Hundreds of thousands of children in Yemen are bearing the brunt of the year-old war that has been tearing the Arab world’s poorest country, Yemen. The spread of hunger has been the most horrific consequence of Yemen’s war with score of Yemeni children face life-threatening malnutrition and millions lack access to health care or clean water, the U.N. Children’s Fund said on Tuesday.
The impoverished nation of 26 million people, which imports 90 percent of its food, already had one of the highest malnutrition rates in the world, but in the past year the statistics have leaped.
A UNICEF report also said that the war had “exponentially increased” the dragooning of child soldiers, with 848 documented cases – including boys as young as 10 – forced to fight.
The situation has started to relatively enhance as the Saudi-led coalition and Yemeni rebels, known as Houthis, have agreed to a cease-fire at midnight on April 10 ahead of peace talks starting April 18 in Kuwait.
“We’re hoping that the truce kicks in on the 10th and will allow parents and families to come and access health services and other services,” Julien Harneis, UNICEF’s Representative in Yemen, told Reuters by telephone from Sana’a.
“In Sa’ada in the last week, there has definitely been a reduction of fighting in the border area. In Sana’a, we have seen fewer (Saudi-led) air strikes,” he said.

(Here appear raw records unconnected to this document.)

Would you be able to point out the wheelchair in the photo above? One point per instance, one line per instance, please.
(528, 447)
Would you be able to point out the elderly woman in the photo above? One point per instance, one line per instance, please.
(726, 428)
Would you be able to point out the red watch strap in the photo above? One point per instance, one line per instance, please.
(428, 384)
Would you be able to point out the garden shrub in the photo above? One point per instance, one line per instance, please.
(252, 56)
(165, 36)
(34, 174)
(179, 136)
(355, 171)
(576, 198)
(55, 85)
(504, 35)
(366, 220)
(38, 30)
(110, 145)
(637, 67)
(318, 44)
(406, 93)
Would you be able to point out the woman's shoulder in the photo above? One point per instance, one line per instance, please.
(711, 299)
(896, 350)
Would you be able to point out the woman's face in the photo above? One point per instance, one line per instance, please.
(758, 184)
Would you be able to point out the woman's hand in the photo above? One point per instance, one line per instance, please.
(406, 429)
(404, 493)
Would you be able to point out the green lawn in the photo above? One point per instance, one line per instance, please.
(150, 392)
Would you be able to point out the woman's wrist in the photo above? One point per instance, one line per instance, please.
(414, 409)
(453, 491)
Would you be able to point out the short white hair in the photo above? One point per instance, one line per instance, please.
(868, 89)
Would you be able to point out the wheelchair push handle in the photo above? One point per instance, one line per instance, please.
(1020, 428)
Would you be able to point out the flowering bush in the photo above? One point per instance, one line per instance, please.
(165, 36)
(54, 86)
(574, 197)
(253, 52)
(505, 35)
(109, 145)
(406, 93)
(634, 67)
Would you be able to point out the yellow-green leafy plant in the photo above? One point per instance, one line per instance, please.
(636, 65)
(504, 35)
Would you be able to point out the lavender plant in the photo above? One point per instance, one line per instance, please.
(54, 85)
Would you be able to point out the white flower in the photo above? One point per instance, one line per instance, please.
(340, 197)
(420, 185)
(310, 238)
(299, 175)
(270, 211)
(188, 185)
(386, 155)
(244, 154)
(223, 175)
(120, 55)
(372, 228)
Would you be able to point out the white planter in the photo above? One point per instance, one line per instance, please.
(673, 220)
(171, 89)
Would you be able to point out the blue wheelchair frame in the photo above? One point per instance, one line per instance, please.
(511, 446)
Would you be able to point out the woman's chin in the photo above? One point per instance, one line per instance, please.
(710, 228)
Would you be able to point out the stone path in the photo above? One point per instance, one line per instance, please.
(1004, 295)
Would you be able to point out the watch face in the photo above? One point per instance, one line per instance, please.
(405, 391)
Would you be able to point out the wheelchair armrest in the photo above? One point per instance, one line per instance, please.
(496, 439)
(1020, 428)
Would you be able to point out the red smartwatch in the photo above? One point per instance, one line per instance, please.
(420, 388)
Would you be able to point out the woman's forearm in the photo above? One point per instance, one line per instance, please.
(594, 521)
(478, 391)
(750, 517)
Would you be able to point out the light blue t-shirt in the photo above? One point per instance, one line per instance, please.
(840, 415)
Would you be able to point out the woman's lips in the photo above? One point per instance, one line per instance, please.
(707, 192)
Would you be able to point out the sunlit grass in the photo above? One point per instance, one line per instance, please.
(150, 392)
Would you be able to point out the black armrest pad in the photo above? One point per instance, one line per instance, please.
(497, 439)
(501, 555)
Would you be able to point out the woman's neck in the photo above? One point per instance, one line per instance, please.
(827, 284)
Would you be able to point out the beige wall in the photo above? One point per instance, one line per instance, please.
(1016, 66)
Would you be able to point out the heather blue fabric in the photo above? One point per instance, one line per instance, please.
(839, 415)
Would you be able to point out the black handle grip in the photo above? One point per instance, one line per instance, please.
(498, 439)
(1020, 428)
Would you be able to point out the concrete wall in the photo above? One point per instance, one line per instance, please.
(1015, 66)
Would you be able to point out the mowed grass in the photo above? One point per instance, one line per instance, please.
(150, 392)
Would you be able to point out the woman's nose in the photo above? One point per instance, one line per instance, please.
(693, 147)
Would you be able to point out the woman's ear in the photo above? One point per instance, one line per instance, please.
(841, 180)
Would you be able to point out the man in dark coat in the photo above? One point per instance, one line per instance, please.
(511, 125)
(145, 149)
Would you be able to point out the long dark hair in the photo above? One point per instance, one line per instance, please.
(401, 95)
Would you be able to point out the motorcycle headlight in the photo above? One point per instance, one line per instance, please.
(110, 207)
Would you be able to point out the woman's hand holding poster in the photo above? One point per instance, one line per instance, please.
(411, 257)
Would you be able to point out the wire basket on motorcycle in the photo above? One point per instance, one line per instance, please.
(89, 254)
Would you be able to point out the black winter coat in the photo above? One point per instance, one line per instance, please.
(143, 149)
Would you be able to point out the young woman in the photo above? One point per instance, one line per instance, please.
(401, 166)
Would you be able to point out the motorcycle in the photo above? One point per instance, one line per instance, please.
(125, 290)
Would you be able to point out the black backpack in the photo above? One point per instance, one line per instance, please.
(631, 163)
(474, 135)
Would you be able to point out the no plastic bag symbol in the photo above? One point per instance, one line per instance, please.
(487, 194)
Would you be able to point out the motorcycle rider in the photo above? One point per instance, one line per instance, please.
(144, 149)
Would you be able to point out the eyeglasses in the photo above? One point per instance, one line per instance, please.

“On average, at least six children have been killed or injured every day,” said the report “Childhood on the Brink”. UNICEF has confirmed 934 children directly killed and 1,356 injured, but says they are “only a tip of the iceberg”.
“Basic services and infrastructure in Yemen are on the verge of total collapse,” it said, noting attacks on schools, hospitals and the water and sanitation system.
Nearly half of Yemen’s 22 provinces on the verge of famine and over 13 million people need food aid, the U.N.’s World Food Programme said last week.
UNICEF delivers nutritional supplies and vaccines against measles, polio and other childhood diseases in the country of 24 million, but it is not enough, Harneis said.
“We’ve got an increase in both severe acute malnutrition and chronic malnutrition,” he said.
The report said an estimated 320,000 children risk severe acute malnutrition, which can leave a child vulnerable to deadly respiratory infections, pneumonia and water-borne diseases.
Nearly 10 million children require humanitarian aid to prevent a further deterioration. Chronic malnutrition can stunt growth and development.
“UNICEF estimates that nearly 10,000 children under 5 years may have died in the past year from preventable diseases,” it said, citing lower vaccination rates and declines in treatment.
Hospitals and clinics in Yemen have suffered shortages of medicines, leaving millions living in areas that have virtually no medical care. The Saudi-led coalition has allowed humanitarian flights bringing medical supplies in addition to food and water in to Sanaa as well as shipments into Hodeida port, the closest one to the capital.